Kunal Shah’s talk moved the group. The founder of CRED spoke less like a startup CEO and more like a philosopher. “India is a low-trust market,” he said. “That’s why super-apps make sense here. That’s why if you don’t buy a billboard, you don’t exist.”
He shared some specific, unique facts: 37 GB of mobile data per Indian per month, but only 20M consumers drive 80% of online GMV. YouTube earns just $3 per Indian user annually. “India is the world’s largest MAU farm,” he said, “but not the world’s best ARPU market.”
He spoke of status as the true currency: uniforms over paychecks, weddings as theater, caste layered into speech. “You can underpay people if you give them status,” he joked. He warned that subsidies dull ambition, that ambition comes from hunger, and that AI risks making people mentally lazy. “The tool that makes you atrophy is also the gym,” he said, cryptically. Many loved his candor but no one forgot it.
An interesting setting came with Piyush Goyal, India’s Minister of Commerce. In a wood-paneled room, he began by congratulating Stanford, after which he pivoted to geopolitics.
India, he said, has a habit of turning crises into opportunities. Buying discounted Russian oil when the West sanctioned it. Launching a Mars mission for $50M. Remaining “multi-aligned” instead of non-aligned: friends with Washington, Moscow, and Tel Aviv all at once.
On AI, he said that “the human mind will remain supreme.” On trade, he was clear that every country makes its choices. On culture, he urged students to witness Ganesh Chaturthi in Mumbai. “Religion here binds people, creates mass fervor, unites the country,” he said.
Not all sessions were with businessfolk and ministers. At a nonprofit panel hosted by Melody Mortazavi and Sanjiv Kaura, the students heard from Melody, Sanjiv, the alumni of Teach India, and more changemakers. One of the alumni had gone from Domino’s store manager to retail executive. Another described education as emancipation.

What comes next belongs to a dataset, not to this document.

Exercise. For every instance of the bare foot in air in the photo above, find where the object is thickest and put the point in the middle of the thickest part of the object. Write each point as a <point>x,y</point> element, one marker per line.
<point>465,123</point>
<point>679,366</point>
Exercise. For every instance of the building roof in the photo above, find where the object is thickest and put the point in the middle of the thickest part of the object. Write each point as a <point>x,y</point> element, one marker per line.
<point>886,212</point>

For many in the delegation, these stories carried as much weight as the macroeconomics. They put faces to the abstractions of “India 2” and “India 3.”
Through it all, Yossi played the role of quiet provocateur. On buses and over breakfasts, he asked questions that unsettled neat conclusions. If India has the cheapest data in the world, why does it have one of the lowest female labor participation rates? If it can build UPI for street vendors, why are courts so slow? If it can send a probe to Mars, why do so few Indians have access to credit?

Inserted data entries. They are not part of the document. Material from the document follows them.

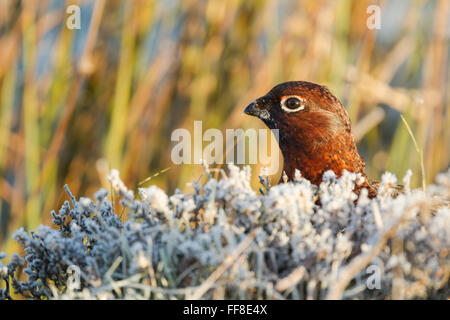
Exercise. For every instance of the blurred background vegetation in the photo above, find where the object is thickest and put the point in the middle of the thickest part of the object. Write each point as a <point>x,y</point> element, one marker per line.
<point>75,103</point>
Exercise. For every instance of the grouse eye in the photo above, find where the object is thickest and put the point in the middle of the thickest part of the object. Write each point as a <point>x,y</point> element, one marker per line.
<point>292,103</point>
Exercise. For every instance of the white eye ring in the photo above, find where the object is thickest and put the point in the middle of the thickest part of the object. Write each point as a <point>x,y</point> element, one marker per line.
<point>286,109</point>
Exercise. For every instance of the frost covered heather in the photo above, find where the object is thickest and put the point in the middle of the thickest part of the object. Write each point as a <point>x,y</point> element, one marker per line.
<point>226,241</point>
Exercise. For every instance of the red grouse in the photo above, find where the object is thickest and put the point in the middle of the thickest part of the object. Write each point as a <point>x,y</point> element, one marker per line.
<point>314,131</point>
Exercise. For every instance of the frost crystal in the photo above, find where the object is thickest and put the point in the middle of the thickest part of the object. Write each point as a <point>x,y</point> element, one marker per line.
<point>293,240</point>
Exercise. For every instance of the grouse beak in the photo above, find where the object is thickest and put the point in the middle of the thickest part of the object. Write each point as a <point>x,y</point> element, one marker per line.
<point>259,108</point>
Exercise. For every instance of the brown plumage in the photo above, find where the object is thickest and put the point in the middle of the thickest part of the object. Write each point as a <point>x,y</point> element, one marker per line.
<point>314,131</point>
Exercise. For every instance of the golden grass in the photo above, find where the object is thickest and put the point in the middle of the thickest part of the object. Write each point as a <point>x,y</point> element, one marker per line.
<point>137,70</point>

By the end, the trip felt less like a syllabus and more like a kaleidoscope. From Dalmia’s compounding to Bikhchandani’s salary surveys, from Shroff’s AI lawyers to Shah’s philosophy of status, from Goyal’s geopolitics to Teach India’s alumni, the delegation had been shown many Indias .
On the final evening, standing on the balcony in Malabar Hill, the students looked out over the city as drums from Ganesh processions echoed through the streets. Someone remarked, “We came looking for lessons in growth. What we found were lessons in resilience, trust, and contradictions.”
The reflections were about how the trip itself felt. “We’ve been treated like family everywhere we’ve gone,” said David Pantera, marveling at the warmth of the hospitality. Katy Dolan wrote to the student leaders that the week had “vastly exceeded expectations,” plus a reminder that a trip that had looked seamless to participants had in fact been an intense labor of love from the four MBA2s who led with grace and humor. And for Cayla Davis, the experience “exceeded her wildest imagination,” not just for the meetings and sights but for the thoughtfulness and care woven into the group dynamic.
India, folks realized, is not a case study. It is a billion-person startup, a civilization in beta, a place where compounding is destiny and paradox the default mode.
And for Stanford’s delegation, that was the real education.